Brussels – Today (April 24), the European Parliament’s combined Defense and Industry committees gave the first green light to the EDIP Regulation, the new plan for the European defense industry. Seventy MEPs voted in favor, 46 against, and eight abstained.
The program, which involves financial support from the European Investment Bank (EIB), provides for joint procurement of at least 40 percent of military supplies by 2030, joint procurement and measures to ensure that by the same year, at least 35 percent of the market for the sector is produced in the Union. The plenary vote is scheduled for the Strasbourg session in May.
Other principles that MEPs agreed on to strengthen Europe’s defense capability include:
- Introducing a “buy European” principle by which the EDIP should only fund products where the cost of components originating in the EU or associated countries represents at least 70 percent of the estimated end product value.
- To be eligible for funds, European defense projects of common interest should involve at least six member states or at least four facing high exposure to the risk of conventional military threats; MEPs also want Ukraine to participate.
- A European ‘military sales mechanism’ would work as a centralized catalog of defense products and services to bolster EU-wide demand.
- A new, voluntary structure for the European Armament Program would scale up member states’ cooperation throughout the defense equipment lifecycle.
- An EU security of supply regime should gradually guarantee continuous access to essential defense products to tackle future supply crises; a Defense Industrial Readiness Board would manage the regime.
As part of the new EDIP regulation, MEPs backed a Ukraine Support Instrument (USI) to ensure the Ukrainian defense industry’s modernization and integration within the European Defense Technological and Industrial Base (EDTIB).
“Our position on the EDIP sends a strong message to the Council to finalize its own position in order to start inter-institutional negotiations. The European Parliament will insist on establishing a strong regulation that will incentivize EU member states to boost joint procurement in order to build common European defense capabilities – stronger, strategic, efficient, and united,” said Marie-Agnes Strack Zimmermann (Renew Europe), chair of the Committee on Security and Defense.
On March 5, 2024, the European Commission unveiled the EDIP proposal, with a proposed budget of €1.5 billion, to ensure industrial readiness in the defense sector by bridging the gap between short-term emergency measures, such as the Act in Support of Ammunition Production (ASAP) and the European Defense Industry Reinforcement through Common Procurement Act (EDIRPA), which have been implemented since 2023 and will end in 2025, and a more structural and long-term approach.

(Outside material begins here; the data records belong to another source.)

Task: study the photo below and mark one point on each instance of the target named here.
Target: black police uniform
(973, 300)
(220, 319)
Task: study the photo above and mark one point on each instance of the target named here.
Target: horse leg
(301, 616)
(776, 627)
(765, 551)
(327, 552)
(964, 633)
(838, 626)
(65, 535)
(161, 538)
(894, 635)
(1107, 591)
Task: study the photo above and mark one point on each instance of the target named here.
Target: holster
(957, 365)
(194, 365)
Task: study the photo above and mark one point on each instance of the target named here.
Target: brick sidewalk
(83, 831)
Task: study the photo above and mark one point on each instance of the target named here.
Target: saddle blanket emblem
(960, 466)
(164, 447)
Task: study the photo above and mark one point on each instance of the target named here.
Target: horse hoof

The EDTIB comprises a number of large multinational companies, mid-caps, and over 2,000 small and medium-sized enterprises, with an estimated combined annual turnover of 70 billion euros.

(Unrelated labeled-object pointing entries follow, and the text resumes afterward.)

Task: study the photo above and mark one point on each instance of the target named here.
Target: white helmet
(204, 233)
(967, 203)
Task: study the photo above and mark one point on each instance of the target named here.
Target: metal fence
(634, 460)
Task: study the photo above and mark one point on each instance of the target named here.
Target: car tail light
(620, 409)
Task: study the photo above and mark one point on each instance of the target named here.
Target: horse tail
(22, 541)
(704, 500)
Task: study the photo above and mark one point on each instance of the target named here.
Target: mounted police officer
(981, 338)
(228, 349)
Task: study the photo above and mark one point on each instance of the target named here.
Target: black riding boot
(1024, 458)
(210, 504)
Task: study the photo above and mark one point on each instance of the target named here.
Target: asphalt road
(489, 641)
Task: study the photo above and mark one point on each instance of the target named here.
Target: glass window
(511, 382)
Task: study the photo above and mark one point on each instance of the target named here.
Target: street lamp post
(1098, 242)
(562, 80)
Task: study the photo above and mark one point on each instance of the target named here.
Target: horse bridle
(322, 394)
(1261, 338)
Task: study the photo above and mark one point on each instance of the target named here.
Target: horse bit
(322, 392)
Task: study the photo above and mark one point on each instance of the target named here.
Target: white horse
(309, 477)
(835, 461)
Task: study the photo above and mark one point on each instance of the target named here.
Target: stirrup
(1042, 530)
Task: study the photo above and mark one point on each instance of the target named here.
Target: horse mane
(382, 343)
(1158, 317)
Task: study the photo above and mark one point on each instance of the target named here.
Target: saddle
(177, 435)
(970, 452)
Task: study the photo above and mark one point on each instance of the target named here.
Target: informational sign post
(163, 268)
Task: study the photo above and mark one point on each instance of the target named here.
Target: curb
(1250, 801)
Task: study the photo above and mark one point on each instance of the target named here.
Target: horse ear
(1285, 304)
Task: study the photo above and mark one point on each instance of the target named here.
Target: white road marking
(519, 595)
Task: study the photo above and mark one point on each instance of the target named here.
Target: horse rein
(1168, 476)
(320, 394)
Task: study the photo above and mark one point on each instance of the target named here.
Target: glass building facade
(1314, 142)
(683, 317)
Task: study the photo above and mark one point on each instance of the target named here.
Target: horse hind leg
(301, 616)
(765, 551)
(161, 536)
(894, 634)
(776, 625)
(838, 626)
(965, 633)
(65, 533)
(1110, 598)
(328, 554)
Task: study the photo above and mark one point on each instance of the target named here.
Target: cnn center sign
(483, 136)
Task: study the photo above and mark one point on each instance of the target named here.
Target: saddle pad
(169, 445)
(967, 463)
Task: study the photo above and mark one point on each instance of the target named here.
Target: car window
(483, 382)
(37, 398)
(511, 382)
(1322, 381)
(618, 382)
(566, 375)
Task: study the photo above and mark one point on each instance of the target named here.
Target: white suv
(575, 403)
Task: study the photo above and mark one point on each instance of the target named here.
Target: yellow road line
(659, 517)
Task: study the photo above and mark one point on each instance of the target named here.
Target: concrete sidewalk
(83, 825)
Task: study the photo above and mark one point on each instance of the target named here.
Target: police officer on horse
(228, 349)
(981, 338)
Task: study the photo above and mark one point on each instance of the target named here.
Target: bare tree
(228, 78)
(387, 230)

The measure does not sit well with the 5 Star Movement (M5S) delegation to the European Parliament, which, in a statement, condemns it as a “shameful act that facilitates the arms trade within the Union, creating a race to the bottom on regulatory and humanitarian standards.” According to the M5S MEPs, “the main beneficiaries of this program will be the major companies in the defense sector, the companies that Minister Guido Crosetto protected when he was president of the Federation of Italian Defense and Security Companies.” According to the delegation, “what is even more disturbing is the request to convert civilian industrial production lines into military ones, as is already happening in Germany.”

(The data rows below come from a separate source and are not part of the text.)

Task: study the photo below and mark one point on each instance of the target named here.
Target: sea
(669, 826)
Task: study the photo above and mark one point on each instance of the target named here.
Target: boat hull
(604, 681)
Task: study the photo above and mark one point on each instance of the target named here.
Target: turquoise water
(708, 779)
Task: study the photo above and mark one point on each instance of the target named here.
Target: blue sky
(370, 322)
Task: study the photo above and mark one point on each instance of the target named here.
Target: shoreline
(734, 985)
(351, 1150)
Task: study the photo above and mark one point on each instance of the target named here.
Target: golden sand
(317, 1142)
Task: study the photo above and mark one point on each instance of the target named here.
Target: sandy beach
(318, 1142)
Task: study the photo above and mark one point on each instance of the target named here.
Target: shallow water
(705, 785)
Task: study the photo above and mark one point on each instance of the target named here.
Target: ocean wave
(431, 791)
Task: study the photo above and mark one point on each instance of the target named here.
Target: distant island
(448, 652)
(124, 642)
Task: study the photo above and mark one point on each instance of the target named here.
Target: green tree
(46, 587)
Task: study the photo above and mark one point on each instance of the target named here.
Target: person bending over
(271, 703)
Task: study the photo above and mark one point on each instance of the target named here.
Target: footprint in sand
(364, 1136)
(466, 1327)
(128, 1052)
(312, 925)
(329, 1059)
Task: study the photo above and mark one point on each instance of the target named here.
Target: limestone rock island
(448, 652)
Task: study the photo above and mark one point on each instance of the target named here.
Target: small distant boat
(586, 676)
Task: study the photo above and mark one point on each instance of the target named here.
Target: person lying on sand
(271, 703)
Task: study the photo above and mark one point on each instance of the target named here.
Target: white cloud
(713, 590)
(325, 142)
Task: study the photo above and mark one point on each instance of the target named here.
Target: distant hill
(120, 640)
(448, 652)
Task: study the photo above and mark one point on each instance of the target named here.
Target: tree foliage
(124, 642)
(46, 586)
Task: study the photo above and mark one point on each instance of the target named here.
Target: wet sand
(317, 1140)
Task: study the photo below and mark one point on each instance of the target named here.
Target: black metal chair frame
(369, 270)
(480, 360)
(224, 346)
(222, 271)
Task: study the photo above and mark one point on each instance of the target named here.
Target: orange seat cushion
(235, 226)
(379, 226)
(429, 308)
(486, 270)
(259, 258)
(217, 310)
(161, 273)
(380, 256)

Also opposed was League delegation leader Paolo Borchia, who called the document “an unbalanced proposal, dangerous for the national interest and the budget. We are against a surge in military spending in an economic context where families and businesses await concrete answers. From an initial Commission proposal of 1.5 billion, the Parliament has proposed over 21 billion in EU defense funds without even guaranteeing return for countries like Italy. An irresponsible choice.”